Everyone needs to eat, and we can get food in a lot of ways. People have choices, including grocery stores, restaurants, fast food establishments, and convenience shops. You may not think much about where the food you eat comes from, but some grocery store items come from hundreds and thousands of miles away. Products can sit on shelves for a long time, losing their characteristic nutritious value and flavor.
There’s another option: purchasing food from local farms. Doing so has many personal and societal benefits that can reap benefits for your investment. Here are four reasons to buy your food locally.
1. It Tastes Better
Food is way fresher when you buy from local farms because there is less time from farm to table. Local produce is in seasons and picked when it’s ripe, unlike food from thousands of miles away.
The flavor is always more when a local farmer harvests fruits and vegetables at the peak of ripeness, rather than produce that ripens over several days or weeks. You’ll be buying flavorful and delicious items, offering the most nutritious value.
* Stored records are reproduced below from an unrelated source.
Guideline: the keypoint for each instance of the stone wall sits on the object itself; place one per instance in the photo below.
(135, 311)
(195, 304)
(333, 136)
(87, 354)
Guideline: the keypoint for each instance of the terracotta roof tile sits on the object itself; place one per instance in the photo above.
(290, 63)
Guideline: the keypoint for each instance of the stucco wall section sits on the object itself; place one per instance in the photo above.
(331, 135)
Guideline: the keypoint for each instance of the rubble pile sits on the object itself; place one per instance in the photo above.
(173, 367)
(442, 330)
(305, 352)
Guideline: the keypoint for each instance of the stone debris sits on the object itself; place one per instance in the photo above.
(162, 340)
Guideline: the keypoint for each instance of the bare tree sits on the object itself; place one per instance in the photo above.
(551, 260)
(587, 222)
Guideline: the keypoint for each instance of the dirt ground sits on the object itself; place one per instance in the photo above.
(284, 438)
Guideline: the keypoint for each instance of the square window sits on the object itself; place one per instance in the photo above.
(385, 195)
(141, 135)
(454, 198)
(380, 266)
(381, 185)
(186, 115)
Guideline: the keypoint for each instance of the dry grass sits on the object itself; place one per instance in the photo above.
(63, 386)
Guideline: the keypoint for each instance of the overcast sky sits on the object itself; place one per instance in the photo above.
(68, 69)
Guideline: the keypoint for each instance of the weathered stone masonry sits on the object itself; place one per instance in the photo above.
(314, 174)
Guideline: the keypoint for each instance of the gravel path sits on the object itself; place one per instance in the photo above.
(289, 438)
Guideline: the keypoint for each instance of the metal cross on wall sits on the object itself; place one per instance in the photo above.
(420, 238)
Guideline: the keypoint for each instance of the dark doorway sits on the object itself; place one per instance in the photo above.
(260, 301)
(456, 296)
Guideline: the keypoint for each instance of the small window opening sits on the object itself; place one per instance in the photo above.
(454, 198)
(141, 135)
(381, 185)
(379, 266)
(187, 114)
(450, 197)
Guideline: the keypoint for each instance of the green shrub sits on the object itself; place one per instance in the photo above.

The food will also be free from the coatings that protect foods and look good in grocery stores, such as wax applied on apples. It’s best to avoid these unhealthy extras if one can.
2. It’s More Nutritious
Food picked after it ripens on the plant is also more nutrient-dense and maintains its nutritional value much better than if transported. That’s because it never sits for a long time. Grocery store offerings will not be nearly as fresh as the food that you purchase.
Farmers must pick store-bought produce some time before it ripens, decreasing its nutritional value. More nutrients in food bear significant advantages for your body.
3. It’s Safer
Before food travels thousands of miles to your table, producers add chemicals to preserve it and gasses that preserve it. This practice is generally not harmful in small amounts, but some people are allergic to some chemicals, and more significant amounts are bad for you.
Local produce will be less exposed to these things. Small farms, even those that aren’t organic, use fewer pesticides than larger farms that produce mass amounts of food. You can also communicate with a producer in your locality and know what they use and the safety measures in place. Local food is also environmentally friendly since pesticides contaminate soil, water, and other vegetation. The carbon footprint increases with transportation which harms the planet, making the environment less healthy for everyone.
4. It Creates Community Engagement
You are engaging with a lot of people when you shop for local food, whether through a farmers market, co-op, or locally supplied grocer.
Buying locally allows you to interact with those directly involved in the growing, transportation, and in process of selling it. This will help you in building connections with community members you may see again in a different context. These interactions strengthen the community to better interact and problem-solve in the future, providing a sense and a feeling of cohesiveness.